You can’t beat an angry Senator fan possessing the with the ability to do voiceover work. The synchronized breathing is a particularly nice touch.
A delicious Heatley BBQ. This may lack the quality audio of the preceding clip, but 80s band lyric-less rock muzak soothes our tattered nerves. There is also something satisfying about watching a mini-jersey melt on the grill.
Here is a borderline interesting interview with The Man himself. It also offers an interesting look at the house in Kelowna where K-Lowe and Tambo were forced to get down on their knees and beg on our behalf. We are sure the house is now surrounded by Oilers and Sens fans lurking in the shrubbery and looking for furniture to torch – but here is how it looked in better days.
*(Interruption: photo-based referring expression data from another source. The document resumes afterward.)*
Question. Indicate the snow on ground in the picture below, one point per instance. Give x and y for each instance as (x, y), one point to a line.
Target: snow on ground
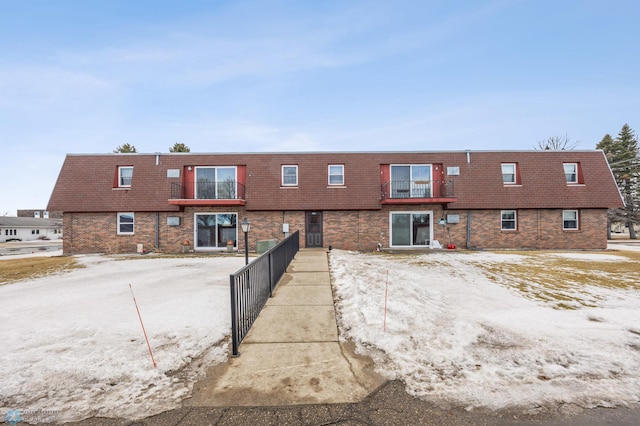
(460, 329)
(72, 343)
(455, 336)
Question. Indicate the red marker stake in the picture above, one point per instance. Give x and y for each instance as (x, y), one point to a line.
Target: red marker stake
(385, 301)
(143, 330)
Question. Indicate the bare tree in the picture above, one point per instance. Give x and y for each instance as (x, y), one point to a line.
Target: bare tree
(557, 143)
(125, 148)
(179, 147)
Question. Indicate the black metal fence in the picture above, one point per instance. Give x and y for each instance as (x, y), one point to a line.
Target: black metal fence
(252, 286)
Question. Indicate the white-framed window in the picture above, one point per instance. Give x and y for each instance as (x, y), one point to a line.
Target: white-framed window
(125, 174)
(336, 174)
(125, 223)
(289, 175)
(407, 229)
(411, 180)
(509, 176)
(508, 220)
(216, 182)
(571, 172)
(570, 220)
(214, 231)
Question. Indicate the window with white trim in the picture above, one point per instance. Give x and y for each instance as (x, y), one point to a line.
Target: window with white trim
(509, 220)
(571, 172)
(125, 223)
(570, 221)
(336, 174)
(509, 176)
(289, 175)
(125, 174)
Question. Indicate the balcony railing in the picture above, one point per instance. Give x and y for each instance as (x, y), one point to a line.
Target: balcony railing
(207, 190)
(417, 189)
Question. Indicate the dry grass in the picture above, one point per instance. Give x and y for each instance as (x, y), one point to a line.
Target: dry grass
(12, 270)
(565, 283)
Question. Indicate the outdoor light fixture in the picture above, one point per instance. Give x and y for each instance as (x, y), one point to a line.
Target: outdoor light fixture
(246, 225)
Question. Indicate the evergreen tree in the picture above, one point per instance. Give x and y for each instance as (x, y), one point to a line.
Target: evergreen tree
(622, 154)
(179, 147)
(125, 148)
(557, 143)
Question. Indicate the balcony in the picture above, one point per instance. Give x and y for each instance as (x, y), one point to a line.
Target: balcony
(208, 193)
(418, 192)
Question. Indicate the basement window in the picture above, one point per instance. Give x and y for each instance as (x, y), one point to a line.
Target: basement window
(509, 220)
(570, 220)
(125, 223)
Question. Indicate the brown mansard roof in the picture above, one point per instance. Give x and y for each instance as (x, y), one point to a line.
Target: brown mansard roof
(86, 181)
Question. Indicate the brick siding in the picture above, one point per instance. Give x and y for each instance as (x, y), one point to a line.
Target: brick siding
(350, 230)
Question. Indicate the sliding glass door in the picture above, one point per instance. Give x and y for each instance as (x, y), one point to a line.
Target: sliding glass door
(410, 229)
(213, 230)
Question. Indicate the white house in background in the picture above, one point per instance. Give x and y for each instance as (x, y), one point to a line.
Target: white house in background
(29, 229)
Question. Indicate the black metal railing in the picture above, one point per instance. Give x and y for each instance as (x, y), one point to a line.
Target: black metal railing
(252, 286)
(207, 190)
(417, 189)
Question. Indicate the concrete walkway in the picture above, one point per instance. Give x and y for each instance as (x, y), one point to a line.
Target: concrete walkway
(292, 354)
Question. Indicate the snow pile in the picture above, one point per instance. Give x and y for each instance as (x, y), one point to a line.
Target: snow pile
(73, 344)
(456, 337)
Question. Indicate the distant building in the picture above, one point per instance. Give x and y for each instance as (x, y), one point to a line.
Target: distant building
(29, 229)
(40, 214)
(358, 201)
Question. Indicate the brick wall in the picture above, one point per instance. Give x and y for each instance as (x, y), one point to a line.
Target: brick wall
(536, 229)
(351, 230)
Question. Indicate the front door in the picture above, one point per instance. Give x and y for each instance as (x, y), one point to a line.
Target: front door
(313, 229)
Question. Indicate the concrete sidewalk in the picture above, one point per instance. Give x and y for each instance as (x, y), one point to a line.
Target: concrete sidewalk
(292, 354)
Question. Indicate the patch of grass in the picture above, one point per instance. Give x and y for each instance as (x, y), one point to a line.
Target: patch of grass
(563, 281)
(12, 270)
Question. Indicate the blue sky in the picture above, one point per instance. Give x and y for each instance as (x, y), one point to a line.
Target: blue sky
(226, 76)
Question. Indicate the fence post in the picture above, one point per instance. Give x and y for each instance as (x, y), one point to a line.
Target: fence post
(234, 318)
(271, 275)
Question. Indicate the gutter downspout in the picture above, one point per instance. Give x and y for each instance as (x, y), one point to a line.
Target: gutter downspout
(157, 244)
(468, 229)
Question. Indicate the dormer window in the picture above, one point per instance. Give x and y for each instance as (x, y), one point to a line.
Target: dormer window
(572, 173)
(509, 173)
(125, 174)
(290, 175)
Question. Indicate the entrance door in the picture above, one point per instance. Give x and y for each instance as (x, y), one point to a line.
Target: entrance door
(313, 229)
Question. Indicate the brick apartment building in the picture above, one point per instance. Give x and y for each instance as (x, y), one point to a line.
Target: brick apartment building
(111, 203)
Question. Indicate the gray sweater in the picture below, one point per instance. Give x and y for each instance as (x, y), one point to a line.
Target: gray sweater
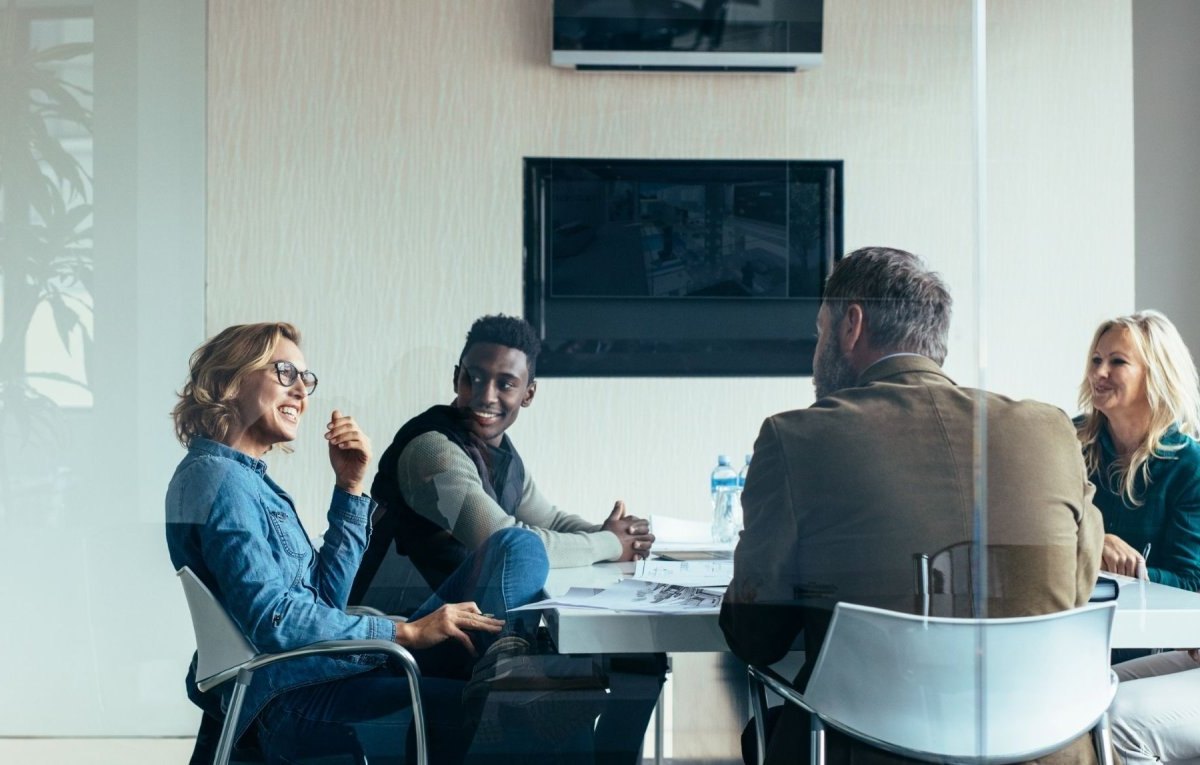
(439, 481)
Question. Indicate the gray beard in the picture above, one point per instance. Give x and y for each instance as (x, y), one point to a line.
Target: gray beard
(832, 372)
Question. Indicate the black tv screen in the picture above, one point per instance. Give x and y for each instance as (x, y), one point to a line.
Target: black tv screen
(678, 266)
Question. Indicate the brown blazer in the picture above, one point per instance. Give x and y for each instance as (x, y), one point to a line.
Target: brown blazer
(840, 495)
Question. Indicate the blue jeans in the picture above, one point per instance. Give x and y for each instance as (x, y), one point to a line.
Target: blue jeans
(508, 571)
(369, 714)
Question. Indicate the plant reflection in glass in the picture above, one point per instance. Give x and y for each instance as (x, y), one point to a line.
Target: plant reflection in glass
(46, 247)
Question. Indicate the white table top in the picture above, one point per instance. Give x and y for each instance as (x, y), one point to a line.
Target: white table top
(1149, 615)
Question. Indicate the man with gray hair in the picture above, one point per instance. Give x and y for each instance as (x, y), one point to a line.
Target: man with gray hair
(843, 494)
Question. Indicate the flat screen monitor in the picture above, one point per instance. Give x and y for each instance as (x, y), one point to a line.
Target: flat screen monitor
(659, 267)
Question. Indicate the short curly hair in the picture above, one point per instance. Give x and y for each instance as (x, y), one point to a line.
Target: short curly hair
(207, 404)
(508, 331)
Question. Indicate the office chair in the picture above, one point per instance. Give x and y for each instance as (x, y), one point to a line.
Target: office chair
(223, 654)
(955, 690)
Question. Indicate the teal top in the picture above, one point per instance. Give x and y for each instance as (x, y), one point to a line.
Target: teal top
(1168, 518)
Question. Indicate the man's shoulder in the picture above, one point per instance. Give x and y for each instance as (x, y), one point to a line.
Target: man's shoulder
(879, 403)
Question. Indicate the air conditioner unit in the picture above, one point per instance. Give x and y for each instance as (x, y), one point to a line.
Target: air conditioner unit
(688, 35)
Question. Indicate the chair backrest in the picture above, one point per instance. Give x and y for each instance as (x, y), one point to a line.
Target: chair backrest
(964, 688)
(221, 649)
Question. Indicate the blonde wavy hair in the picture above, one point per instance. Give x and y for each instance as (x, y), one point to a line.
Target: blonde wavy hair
(208, 405)
(1173, 391)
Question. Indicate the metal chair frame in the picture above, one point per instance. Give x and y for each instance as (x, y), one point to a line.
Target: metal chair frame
(221, 643)
(763, 679)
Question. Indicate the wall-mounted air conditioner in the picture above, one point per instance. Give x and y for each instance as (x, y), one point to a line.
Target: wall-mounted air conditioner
(688, 35)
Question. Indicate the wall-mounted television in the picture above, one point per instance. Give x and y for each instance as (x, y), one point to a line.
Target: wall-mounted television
(661, 267)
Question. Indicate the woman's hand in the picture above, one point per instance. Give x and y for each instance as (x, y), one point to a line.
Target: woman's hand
(349, 452)
(447, 622)
(1120, 558)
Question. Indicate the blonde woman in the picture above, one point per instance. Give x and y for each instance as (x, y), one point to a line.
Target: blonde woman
(247, 391)
(1140, 404)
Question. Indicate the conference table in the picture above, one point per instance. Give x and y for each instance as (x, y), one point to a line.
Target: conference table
(1149, 615)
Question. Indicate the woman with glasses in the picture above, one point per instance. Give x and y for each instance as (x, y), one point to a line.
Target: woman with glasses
(239, 531)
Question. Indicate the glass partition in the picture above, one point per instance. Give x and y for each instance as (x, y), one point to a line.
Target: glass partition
(102, 273)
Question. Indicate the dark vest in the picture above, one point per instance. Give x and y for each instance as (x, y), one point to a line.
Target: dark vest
(432, 549)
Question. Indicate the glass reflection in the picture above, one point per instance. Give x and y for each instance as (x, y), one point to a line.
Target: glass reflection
(46, 241)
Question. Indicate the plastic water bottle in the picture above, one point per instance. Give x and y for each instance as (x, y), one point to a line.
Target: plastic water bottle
(726, 501)
(742, 476)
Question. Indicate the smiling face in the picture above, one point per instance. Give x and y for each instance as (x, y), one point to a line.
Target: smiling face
(1117, 375)
(268, 410)
(492, 384)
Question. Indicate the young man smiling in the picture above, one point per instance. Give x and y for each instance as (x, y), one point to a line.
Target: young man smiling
(451, 477)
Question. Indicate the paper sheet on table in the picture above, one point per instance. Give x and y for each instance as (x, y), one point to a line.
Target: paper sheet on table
(1121, 579)
(575, 597)
(676, 535)
(691, 573)
(655, 597)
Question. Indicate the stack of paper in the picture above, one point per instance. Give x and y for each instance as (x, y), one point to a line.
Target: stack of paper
(675, 535)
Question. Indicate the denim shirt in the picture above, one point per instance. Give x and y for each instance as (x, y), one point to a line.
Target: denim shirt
(239, 531)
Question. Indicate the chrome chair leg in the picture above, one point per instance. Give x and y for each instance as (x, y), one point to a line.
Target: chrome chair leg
(817, 740)
(1102, 736)
(759, 709)
(225, 745)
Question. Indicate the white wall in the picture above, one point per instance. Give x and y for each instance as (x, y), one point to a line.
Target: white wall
(365, 182)
(1167, 67)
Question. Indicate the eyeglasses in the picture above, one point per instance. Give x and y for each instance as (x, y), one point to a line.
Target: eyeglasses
(287, 374)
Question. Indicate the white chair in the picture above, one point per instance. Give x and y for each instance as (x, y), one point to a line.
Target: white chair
(223, 654)
(955, 690)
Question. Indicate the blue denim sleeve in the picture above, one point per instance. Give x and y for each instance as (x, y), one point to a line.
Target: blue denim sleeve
(255, 588)
(349, 530)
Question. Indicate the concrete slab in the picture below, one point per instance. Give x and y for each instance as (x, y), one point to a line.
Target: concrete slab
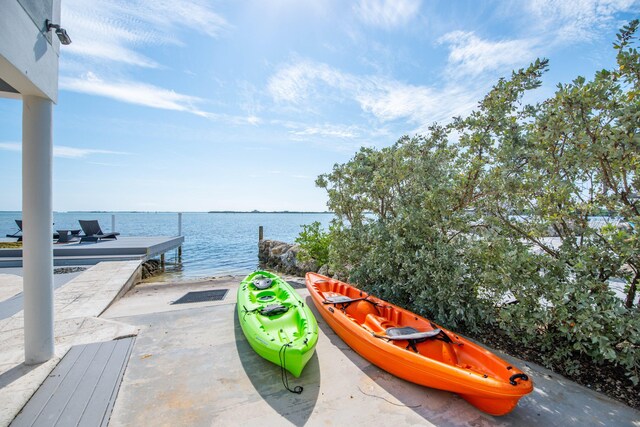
(77, 307)
(10, 283)
(191, 365)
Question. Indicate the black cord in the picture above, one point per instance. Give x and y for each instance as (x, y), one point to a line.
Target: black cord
(283, 371)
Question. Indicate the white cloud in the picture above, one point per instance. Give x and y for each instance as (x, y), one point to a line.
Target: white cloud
(112, 30)
(138, 93)
(329, 130)
(386, 13)
(132, 93)
(471, 55)
(386, 99)
(61, 150)
(578, 20)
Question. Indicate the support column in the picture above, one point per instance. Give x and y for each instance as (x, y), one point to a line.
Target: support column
(37, 219)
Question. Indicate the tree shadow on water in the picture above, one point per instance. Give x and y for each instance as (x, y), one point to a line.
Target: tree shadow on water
(266, 379)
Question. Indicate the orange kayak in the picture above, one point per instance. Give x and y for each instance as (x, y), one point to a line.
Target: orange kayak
(416, 349)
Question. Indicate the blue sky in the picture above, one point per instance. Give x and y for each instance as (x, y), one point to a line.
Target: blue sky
(188, 105)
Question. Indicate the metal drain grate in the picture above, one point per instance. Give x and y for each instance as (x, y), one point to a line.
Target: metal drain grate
(202, 296)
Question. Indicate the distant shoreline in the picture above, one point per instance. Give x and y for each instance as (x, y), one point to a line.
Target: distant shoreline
(148, 212)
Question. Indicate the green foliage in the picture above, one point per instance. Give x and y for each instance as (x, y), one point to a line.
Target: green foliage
(314, 243)
(454, 227)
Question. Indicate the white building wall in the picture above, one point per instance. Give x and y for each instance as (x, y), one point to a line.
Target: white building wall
(28, 61)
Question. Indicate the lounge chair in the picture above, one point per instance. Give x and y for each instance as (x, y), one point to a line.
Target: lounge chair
(93, 232)
(17, 234)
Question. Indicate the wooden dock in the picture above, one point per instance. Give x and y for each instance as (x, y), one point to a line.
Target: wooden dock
(90, 253)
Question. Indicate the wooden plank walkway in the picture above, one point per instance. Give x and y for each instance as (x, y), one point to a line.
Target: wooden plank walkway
(88, 253)
(82, 389)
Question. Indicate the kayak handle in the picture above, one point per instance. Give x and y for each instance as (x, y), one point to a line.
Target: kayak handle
(514, 377)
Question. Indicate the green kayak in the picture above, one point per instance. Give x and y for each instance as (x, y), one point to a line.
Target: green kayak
(277, 323)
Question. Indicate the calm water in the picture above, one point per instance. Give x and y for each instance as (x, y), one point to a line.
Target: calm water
(215, 243)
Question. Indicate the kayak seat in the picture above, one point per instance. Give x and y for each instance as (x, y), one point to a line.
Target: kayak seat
(262, 284)
(409, 333)
(340, 299)
(273, 309)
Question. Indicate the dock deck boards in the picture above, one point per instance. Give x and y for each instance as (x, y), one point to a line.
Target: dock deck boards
(81, 390)
(87, 253)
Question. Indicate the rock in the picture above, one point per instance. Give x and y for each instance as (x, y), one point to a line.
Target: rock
(151, 268)
(283, 257)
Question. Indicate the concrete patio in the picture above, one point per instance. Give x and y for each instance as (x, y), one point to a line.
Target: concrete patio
(191, 365)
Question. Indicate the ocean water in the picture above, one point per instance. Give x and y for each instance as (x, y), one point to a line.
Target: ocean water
(215, 243)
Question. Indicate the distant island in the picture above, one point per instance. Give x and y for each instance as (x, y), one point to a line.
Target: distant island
(257, 211)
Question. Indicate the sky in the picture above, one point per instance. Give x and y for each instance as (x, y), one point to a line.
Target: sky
(193, 105)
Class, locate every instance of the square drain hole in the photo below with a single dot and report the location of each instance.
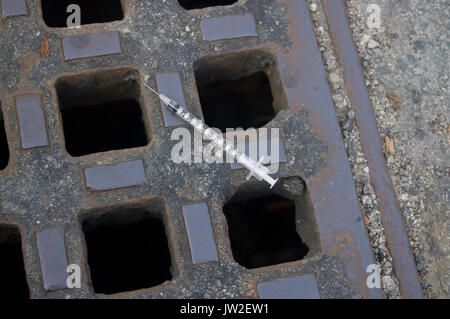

Apparently the guy also wrote a book, classily titled “Dominant Dany Heatley.” We suppose that “How to make blood enemies and influence people” didn’t have the same cachet with the 8-11 year old set. In this ego stroking segment Ian Mendes and some lady fawn and gush over Heatley, awarding him the Peabody Prize, the Pulitzer prize and the Field Prize for Mathematics in the process. Former Oiler Luke Richardson also makes an appearance, fresh from porno rehersals it would seem. Nice moustache and collar combo Luke.
So there you have it you Heatley Jackals. The only fresh content on all of this BS you will find on the interwebs or your money back via certified cheque!*
*Cheques will not be valid
We feel so dirty. And not for the usual reasons.